Michelle confirmou que Rainê recebe salário do PL, mas afirmou que os serviços prestados na casa da família Bolsonaro ocorrem fora do expediente da sigla e são pagos com recursos pessoais da ex-primeira-dama.
“Ela também trabalha para o partido. Mas isso não a impede de ter outras atividades pós-trabalho. Ela vem me ajudar depois do seu horário de expediente e, assim como sempre fiz toda vez que a contrato, pago a diária de serviço e o transporte dela com meu dinheiro”, escreveu Michelle.
A ex-primeira-dama também afirmou que decidiu contratar ajuda doméstica após enfrentar problemas de saúde relacionados à mão. Segundo ela, Rainê é uma pessoa de confiança da família desde o período em que Bolsonaro morava no Rio de Janeiro.
“A segurança alimentar de um ex-presidente que é perseguido e que já sofreu uma tentativa de assassinato deve ser observada. A cozinheira é de nossa confiança, trabalha conosco desde quando morávamos no Rio”, declarou.
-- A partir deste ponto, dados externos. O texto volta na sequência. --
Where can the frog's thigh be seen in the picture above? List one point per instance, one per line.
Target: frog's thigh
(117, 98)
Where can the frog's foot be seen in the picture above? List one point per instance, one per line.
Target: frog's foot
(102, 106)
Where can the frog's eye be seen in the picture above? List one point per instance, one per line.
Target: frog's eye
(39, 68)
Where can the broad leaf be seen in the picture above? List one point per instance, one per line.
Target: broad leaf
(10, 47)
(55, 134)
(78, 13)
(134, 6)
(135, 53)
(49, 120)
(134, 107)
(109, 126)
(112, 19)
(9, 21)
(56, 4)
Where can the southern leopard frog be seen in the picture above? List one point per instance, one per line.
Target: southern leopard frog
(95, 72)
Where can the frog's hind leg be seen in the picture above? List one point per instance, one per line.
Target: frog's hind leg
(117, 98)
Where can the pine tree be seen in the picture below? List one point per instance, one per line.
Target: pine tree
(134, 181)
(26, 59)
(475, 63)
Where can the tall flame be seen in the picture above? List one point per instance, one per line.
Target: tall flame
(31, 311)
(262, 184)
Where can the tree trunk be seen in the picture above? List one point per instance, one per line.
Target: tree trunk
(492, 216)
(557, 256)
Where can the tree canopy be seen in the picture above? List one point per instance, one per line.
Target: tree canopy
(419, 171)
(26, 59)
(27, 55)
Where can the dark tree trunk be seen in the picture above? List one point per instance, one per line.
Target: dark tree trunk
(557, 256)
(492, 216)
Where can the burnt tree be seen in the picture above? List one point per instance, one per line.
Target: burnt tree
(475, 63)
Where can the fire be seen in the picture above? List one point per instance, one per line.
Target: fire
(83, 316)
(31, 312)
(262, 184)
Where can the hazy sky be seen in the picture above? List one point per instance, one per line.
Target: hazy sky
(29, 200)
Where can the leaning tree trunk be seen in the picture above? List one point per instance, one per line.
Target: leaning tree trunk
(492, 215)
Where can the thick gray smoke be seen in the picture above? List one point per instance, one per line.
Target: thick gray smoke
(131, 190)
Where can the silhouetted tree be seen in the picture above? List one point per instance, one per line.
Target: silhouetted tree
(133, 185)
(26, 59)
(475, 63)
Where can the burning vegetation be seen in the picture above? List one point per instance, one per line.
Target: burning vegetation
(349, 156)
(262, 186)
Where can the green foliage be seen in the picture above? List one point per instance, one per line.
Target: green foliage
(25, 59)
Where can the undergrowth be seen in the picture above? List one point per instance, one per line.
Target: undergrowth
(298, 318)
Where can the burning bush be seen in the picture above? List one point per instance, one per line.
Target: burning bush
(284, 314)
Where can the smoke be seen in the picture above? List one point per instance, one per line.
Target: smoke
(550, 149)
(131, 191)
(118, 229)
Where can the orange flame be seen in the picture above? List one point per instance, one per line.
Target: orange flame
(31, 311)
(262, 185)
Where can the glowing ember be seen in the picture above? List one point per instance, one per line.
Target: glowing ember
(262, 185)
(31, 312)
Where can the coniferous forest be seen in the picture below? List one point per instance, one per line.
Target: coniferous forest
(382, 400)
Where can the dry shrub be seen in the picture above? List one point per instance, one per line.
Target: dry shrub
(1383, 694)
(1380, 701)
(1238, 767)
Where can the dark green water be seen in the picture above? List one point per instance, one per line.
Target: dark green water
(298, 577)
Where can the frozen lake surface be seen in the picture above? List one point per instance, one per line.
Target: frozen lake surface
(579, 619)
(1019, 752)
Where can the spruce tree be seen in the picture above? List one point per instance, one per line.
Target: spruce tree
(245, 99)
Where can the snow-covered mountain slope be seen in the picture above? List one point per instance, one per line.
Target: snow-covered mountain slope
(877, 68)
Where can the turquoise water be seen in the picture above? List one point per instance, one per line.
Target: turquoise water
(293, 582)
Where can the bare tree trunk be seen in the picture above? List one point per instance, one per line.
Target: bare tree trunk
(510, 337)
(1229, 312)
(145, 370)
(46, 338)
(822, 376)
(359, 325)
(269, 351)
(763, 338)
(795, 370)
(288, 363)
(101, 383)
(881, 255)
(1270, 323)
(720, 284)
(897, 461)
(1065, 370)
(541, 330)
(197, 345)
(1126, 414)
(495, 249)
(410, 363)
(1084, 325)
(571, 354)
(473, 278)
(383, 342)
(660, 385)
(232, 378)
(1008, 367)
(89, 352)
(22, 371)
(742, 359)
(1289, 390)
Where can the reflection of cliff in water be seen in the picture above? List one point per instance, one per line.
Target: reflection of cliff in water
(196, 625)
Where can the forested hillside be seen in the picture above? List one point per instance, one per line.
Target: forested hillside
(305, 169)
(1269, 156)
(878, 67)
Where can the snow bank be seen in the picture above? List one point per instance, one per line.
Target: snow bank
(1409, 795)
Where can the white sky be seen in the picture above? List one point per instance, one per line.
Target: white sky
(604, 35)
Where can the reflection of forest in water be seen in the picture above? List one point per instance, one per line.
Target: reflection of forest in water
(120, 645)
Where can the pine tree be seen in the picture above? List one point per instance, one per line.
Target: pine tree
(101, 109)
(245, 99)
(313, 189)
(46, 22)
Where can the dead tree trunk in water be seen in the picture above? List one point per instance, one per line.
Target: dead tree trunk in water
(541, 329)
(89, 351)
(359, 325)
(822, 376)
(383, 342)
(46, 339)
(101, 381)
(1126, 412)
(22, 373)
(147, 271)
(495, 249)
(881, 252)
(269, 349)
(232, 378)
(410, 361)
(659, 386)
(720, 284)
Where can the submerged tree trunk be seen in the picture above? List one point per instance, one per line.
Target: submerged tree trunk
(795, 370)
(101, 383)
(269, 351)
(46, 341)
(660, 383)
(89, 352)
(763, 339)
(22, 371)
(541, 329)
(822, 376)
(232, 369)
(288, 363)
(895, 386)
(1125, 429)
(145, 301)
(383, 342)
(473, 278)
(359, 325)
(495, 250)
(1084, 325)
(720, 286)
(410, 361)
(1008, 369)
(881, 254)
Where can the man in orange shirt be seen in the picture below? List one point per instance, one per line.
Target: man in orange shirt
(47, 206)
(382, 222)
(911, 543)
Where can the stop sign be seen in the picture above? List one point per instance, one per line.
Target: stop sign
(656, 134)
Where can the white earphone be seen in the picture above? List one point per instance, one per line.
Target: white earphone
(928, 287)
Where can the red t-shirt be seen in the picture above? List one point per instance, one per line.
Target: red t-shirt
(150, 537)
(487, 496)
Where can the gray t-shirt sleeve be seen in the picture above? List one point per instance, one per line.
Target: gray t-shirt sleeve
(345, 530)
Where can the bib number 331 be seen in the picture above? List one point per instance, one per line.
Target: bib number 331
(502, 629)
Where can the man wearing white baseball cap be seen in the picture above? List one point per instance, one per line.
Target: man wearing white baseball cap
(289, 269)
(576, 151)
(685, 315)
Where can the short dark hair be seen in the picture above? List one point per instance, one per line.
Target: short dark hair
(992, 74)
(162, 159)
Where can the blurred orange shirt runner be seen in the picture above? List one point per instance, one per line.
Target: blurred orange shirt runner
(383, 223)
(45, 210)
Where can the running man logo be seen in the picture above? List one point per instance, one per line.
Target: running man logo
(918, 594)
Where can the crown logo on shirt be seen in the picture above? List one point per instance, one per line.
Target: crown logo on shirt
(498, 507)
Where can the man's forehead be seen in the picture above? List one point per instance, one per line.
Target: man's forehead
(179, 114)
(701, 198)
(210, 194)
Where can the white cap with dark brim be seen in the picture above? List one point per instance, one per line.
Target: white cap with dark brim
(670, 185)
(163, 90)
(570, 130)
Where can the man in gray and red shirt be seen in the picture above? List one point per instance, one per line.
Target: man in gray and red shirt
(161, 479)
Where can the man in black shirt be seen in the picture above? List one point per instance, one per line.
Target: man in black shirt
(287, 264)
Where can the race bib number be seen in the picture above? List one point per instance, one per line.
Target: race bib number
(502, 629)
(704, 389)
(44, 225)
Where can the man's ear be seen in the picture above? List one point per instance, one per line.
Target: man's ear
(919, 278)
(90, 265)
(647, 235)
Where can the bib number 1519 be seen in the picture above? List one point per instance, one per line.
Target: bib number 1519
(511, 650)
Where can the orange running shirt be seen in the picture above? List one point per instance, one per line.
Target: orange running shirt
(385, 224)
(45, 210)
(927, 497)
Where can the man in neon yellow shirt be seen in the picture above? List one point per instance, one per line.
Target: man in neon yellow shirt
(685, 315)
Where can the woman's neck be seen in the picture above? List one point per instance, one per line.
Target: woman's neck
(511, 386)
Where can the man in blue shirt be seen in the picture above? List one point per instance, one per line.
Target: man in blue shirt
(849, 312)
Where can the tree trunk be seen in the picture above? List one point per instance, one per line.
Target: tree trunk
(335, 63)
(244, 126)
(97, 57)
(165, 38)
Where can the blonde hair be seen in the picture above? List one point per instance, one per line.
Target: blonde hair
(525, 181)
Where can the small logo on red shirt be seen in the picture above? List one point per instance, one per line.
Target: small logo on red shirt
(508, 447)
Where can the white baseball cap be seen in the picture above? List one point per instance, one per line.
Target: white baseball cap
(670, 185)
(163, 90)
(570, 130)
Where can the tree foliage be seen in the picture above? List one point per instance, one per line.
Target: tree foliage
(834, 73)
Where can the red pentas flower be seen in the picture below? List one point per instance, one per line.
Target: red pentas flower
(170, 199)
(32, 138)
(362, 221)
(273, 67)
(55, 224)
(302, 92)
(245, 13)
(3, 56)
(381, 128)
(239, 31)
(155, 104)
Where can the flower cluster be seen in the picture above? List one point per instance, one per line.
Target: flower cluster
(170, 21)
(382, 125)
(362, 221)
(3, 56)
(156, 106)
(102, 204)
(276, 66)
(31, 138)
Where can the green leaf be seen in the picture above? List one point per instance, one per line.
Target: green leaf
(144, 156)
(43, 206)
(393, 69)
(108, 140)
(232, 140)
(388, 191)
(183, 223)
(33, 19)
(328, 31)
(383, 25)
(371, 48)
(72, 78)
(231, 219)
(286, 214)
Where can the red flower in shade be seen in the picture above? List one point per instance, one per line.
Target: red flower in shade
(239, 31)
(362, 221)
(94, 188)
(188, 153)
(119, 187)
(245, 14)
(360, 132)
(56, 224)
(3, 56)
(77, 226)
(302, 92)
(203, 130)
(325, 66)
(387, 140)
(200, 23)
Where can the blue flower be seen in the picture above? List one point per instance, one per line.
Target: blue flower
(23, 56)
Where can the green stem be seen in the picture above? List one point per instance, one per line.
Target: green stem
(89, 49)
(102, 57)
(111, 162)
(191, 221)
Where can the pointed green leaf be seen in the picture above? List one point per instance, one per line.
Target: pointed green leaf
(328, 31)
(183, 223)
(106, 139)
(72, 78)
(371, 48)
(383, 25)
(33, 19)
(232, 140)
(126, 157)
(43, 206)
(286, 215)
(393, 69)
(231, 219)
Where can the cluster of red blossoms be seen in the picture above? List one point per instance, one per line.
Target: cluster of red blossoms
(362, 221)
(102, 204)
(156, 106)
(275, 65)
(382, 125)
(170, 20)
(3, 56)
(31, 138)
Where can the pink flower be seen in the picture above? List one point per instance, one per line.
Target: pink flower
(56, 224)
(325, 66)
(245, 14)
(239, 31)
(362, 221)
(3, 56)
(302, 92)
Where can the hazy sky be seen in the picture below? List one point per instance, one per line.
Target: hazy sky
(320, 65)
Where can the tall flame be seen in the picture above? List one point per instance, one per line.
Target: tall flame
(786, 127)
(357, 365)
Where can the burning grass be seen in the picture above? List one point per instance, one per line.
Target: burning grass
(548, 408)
Rainê dos Santos foi autorizada pelo ministro Alexandre de Moraes a frequentar a residência do ex-presidente na quarta-feira (6), após pedido relacionado aos cuidados pessoais de Bolsonaro durante a prisão domiciliar humanitária.
Segundo dados da prestação de contas do PL, a cozinheira recebeu R$ 7,3 mil do partido em 2026, sendo R$ 5.182,15 em janeiro e R$ 2.128,72 em fevereiro. Em 2025, os pagamentos somaram R$ 64,9 mil.
Rainê também ocupou cargo no Gabinete Pessoal da Presidência da República em 2019, durante o governo Bolsonaro. Na época, atuou como assessora técnica com salário bruto de R$ 5.658,55, permanecendo na função até novembro de 2021.